Williams’s early stories feature the outlines of the spinsters, sirens, hotheads, and ministers whom he later made famous.
If you ever have to lie about your age, try to do it with as much creativity and conviction as Tennessee Williams. When he was nearly twenty-eight, the playwright submitted a handful of one-act plays to a contest for writers under twenty-five. Worried that his deception would be discovered, he changed his name and mailed the submission not from St. Louis, where he lived, but from Memphis, using his grandparents’ home there as the return address. Born Thomas Lanier Williams III in Mississippi, he first considered calling himself Valentine Sevier, after an ancestor on his father’s side whose brother was the first governor of Tennessee. But he decided to instead keep his last name and change only his first.

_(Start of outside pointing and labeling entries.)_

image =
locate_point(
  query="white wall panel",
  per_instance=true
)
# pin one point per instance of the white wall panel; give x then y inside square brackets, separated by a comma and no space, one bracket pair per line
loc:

“Mr. ‘Tennessee’ Williams got a telegram last night,” he wrote to his mother a few months later, in March, 1939, letting her know that he’d won the contest, receiving a hundred-dollar prize from the Group Theatre, in New York City. “Do not spread this around till the checque has arrived, as some of my ‘friends’ . . . might feel morally obliged to inform the Group that I am over 25.”

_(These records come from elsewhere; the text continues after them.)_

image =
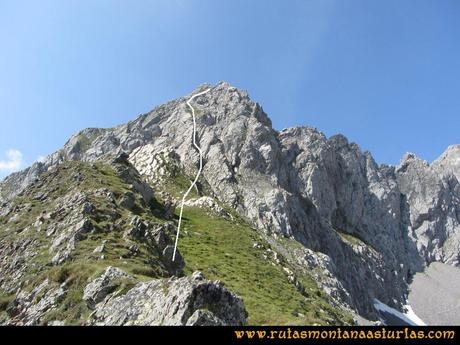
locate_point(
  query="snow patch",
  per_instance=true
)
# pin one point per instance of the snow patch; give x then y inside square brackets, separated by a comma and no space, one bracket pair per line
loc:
[409,317]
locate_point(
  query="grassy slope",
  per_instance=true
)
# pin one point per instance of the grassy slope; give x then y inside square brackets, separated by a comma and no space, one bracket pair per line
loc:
[225,250]
[220,248]
[85,265]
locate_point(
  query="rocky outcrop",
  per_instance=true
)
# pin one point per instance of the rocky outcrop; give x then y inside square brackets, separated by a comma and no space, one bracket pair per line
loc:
[370,226]
[96,291]
[176,301]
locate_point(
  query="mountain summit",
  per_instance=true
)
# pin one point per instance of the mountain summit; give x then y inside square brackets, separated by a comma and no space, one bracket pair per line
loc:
[312,219]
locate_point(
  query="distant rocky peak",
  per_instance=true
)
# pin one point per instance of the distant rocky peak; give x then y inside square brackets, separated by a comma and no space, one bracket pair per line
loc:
[450,161]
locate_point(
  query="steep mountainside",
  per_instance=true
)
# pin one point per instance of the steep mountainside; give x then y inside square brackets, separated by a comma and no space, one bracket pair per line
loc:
[322,209]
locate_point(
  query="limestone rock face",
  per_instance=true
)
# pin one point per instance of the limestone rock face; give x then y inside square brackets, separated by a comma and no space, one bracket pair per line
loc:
[98,289]
[370,226]
[176,301]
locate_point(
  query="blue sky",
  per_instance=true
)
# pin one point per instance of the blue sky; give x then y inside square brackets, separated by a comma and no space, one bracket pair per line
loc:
[384,73]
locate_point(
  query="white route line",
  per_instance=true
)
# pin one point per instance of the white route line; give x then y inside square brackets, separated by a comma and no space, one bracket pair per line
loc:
[199,170]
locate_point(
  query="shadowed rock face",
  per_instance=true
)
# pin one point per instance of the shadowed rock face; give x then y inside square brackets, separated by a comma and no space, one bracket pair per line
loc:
[296,183]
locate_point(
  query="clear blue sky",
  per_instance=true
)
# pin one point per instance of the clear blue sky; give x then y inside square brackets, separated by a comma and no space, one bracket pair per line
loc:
[384,73]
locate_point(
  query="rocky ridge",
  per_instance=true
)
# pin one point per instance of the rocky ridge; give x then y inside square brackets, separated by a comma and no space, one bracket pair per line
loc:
[366,228]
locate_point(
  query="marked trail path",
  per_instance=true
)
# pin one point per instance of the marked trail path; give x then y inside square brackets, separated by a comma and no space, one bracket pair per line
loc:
[198,173]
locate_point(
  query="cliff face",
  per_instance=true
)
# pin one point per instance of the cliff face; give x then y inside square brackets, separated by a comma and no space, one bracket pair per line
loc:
[366,228]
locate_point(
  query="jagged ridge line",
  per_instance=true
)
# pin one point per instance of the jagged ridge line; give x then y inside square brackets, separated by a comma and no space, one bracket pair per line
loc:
[193,184]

If Williams had any scruples of his own, he shed them with an elegant explanation. After dropping out of the University of Missouri School of Journalism, he’d spent the fall of 1932 through the spring of 1935 as a clerk at the International Shoe Company, in St. Louis. His father, a sales manager there, got him the position, which Williams described as “hard labor,” though it mostly involved dusting sample shoes in the morning and typing factory orders for the rest of the day. He took a smoke break every half hour and got paid sixty-five dollars a month. “The job was designed for insanity,” he later remembered. “It was a living death.” He therefore felt entitled to excise that period from his personal history. That’s why Tennessee was three years younger than Tom, and eligible to enter the playwriting contest that brought him to the attention of East Coast agents and West Coast directors.

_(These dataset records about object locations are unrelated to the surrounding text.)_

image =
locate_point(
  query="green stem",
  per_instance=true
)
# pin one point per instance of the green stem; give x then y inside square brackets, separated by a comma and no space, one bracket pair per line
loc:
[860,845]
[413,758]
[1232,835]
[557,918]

But all that is only a technical explanation of how Tom became Tennessee. The deeper questions about Williams’s transformation are the stuff of endless debates and dissertations, fuelled by interviews, letters, memoirs, biographies, and Williams’s own writing, including posthumous publications. Most of us don’t mind literary grave robbing, especially when it comes to authors we love, in which case we don’t mind cradle robbing, either: the boyhood diary of F. Scott Fitzgerald, the miniature books of the young Brontë sisters, the childhood newspaper of Virginia Woolf. In this spirit, New Directions is publishing a volume of the early work of Tennessee Williams, who died forty years ago. Slightly less jejune than the abovementioned efforts, this set of short stories is more like the university-era poetry written by T. S. Eliot in the notebook he titled “Inventions of the March Hare,” or Vladimir Nabokov’s blank-verse play “The Tragedy of Mister Morn,” which he wrote as a twentysomething.
“The Caterpillar Dogs and Other Early Stories” includes seven works of short fiction by Williams, culled from the seventy-six boxes of his archival materials at the University of Texas at Austin’s Harry Ransom Center. They are introduced by Tom Mitchell, an emeritus theatre professor at the University of Illinois Urbana-Champaign who previously adapted several of Williams’s stories for the stage. Written during the Great Depression, the stories are mostly from the era of Tom’s life that Tennessee erased, when he was living in what he called the City of St. Pollution, writing in the evenings after work, hopped up on black coffee and cigarettes, struggling to find a form and an audience for his art.